Call her a maverick, call her a non-conformist, but there is no denying her prodigious artistry. Shobana treads her own path as she unabashedly dramatises every aspect of a Bharatanatyam performance.

At Bharat Kalachar This time she brought a full orchestra, cranked up the microphone volume, used sudden shifts in pace during her nritta segments in no particular order, performed the gap beats rather than the intended steps and acted brilliantly to keep the rasikas spellbound. Yes it is true that young students ought not to take a cue from her careless footwork, but must learn to appreciate the big picture of her versatility.

Remember, she is always in control, during nritta or abhinaya interludes, whether she is performing each movement or just waiting to underline the gap beats. Isn't she after all the most naturally talented of her generation?

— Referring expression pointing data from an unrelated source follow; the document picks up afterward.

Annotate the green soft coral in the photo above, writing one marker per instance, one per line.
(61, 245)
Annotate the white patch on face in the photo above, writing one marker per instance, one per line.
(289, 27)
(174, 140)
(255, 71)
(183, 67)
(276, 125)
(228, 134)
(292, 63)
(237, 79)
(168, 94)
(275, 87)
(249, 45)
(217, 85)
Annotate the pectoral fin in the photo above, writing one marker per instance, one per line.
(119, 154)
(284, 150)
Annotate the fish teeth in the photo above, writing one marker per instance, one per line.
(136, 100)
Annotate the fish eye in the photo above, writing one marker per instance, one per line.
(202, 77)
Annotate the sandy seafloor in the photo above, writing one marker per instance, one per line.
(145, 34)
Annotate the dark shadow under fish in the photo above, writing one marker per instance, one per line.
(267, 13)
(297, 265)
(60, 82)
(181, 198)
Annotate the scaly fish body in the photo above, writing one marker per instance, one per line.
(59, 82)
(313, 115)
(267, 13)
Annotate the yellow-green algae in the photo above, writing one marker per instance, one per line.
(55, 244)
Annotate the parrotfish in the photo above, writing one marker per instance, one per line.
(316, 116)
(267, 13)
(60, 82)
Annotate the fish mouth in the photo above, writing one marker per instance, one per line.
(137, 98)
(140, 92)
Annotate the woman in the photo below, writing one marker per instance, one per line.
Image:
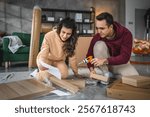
(58, 45)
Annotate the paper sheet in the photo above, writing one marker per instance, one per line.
(52, 70)
(60, 93)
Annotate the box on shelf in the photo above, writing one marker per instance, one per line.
(90, 31)
(78, 17)
(137, 81)
(50, 18)
(123, 91)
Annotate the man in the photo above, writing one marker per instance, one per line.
(111, 48)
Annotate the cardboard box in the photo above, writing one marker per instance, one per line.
(137, 81)
(123, 91)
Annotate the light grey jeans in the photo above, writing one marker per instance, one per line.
(101, 51)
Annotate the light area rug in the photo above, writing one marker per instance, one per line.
(16, 76)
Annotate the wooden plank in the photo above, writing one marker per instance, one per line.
(64, 84)
(35, 36)
(123, 91)
(25, 89)
(77, 82)
(99, 77)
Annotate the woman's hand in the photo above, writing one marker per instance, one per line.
(98, 61)
(78, 75)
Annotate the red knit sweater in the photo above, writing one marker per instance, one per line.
(120, 46)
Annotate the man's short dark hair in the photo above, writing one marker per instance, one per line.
(105, 16)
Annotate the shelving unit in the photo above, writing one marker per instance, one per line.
(85, 19)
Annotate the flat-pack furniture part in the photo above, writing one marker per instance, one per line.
(118, 90)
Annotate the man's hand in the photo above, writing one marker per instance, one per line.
(78, 75)
(98, 61)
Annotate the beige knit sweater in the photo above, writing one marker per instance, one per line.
(51, 50)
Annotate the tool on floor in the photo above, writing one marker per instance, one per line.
(86, 60)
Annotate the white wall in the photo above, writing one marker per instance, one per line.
(131, 5)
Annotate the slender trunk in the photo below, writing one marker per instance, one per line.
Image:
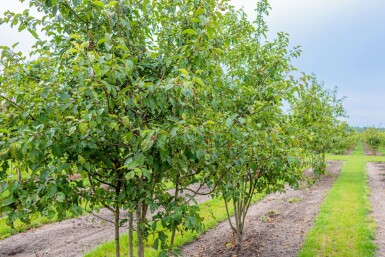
(130, 233)
(176, 199)
(18, 173)
(117, 237)
(139, 230)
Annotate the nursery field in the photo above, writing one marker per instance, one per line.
(176, 128)
(337, 214)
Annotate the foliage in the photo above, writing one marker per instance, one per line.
(317, 112)
(373, 137)
(129, 94)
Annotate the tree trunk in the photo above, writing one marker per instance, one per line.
(176, 195)
(139, 230)
(18, 173)
(117, 237)
(130, 234)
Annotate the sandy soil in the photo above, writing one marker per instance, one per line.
(275, 227)
(376, 173)
(69, 238)
(370, 151)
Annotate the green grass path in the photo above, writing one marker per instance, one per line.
(343, 227)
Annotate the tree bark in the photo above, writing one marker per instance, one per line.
(139, 230)
(117, 236)
(130, 233)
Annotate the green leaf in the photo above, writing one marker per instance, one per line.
(199, 11)
(130, 164)
(99, 3)
(189, 31)
(185, 72)
(199, 81)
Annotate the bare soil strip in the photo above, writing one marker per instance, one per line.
(275, 227)
(376, 173)
(69, 238)
(369, 151)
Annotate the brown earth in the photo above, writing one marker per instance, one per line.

The opening Gambhira Nattai Mallari had neither a procession of Nataraja that she alluded to, nor an array of different movements. The nritta was in fact repetitive, but her charisma and the use of pace in the song turned it into a vibrant invocation. There is no doubt that Shobana's personality electrifies the performance space.

In her hands, the uncommon Khamas padavarnam, ‘Entani Ne' (Rupakam, Subbarama Dikshitar) on Tyagaraja became a 30-minute love poem. The dancer, as the heroine, is awe-struck and falls in love with Siva at first sight. Her description of Siva's magnificent form was so in the moment and so personal, that it ceased to be a varnam, and took on the hues of a romantic tale. The heroine's burning desire to be with her love-interest and the resulting distress came through as powerfully in the charanam, ‘Tapamadhika Mayanura.'

A lullaby for baby Krishna in ‘ Achyutham Keshavam' led into the story of Rama from Sage Viswamitra's visit to Ayodhya and the Thadaka killing in Bala Kandam to Rama Pattabhishekam in Yuddha Kandam.

In 45 minutes, Shobana brought alive the bravado of Sita's suitors, the budding romance between Rama and Sita, Dasaratha's anger and helplessness, Soorpanakha's lust and so on. It was an engrossing frame by frame unfolding of the Ramayana, that could very well have remained a story-telling session but for the devotional fervour in the oft-repeated refrain, ‘Rama, Rama, Rama, Jaya Jaya Rama.'

Preethy Mahesh's music soared on the wings of Shobana's artistry, and the other musicians, Karaikal Venkatasubramaniam (violin) and S. Mahesh (flute) followed suit.

Shobana's percussive support artists need to be especially alert to her spontaneity and Ramakrishnan (mridangam), Revathy Kumar and Srividya Ramachandran (nattuvangam) did extremely well in this regard.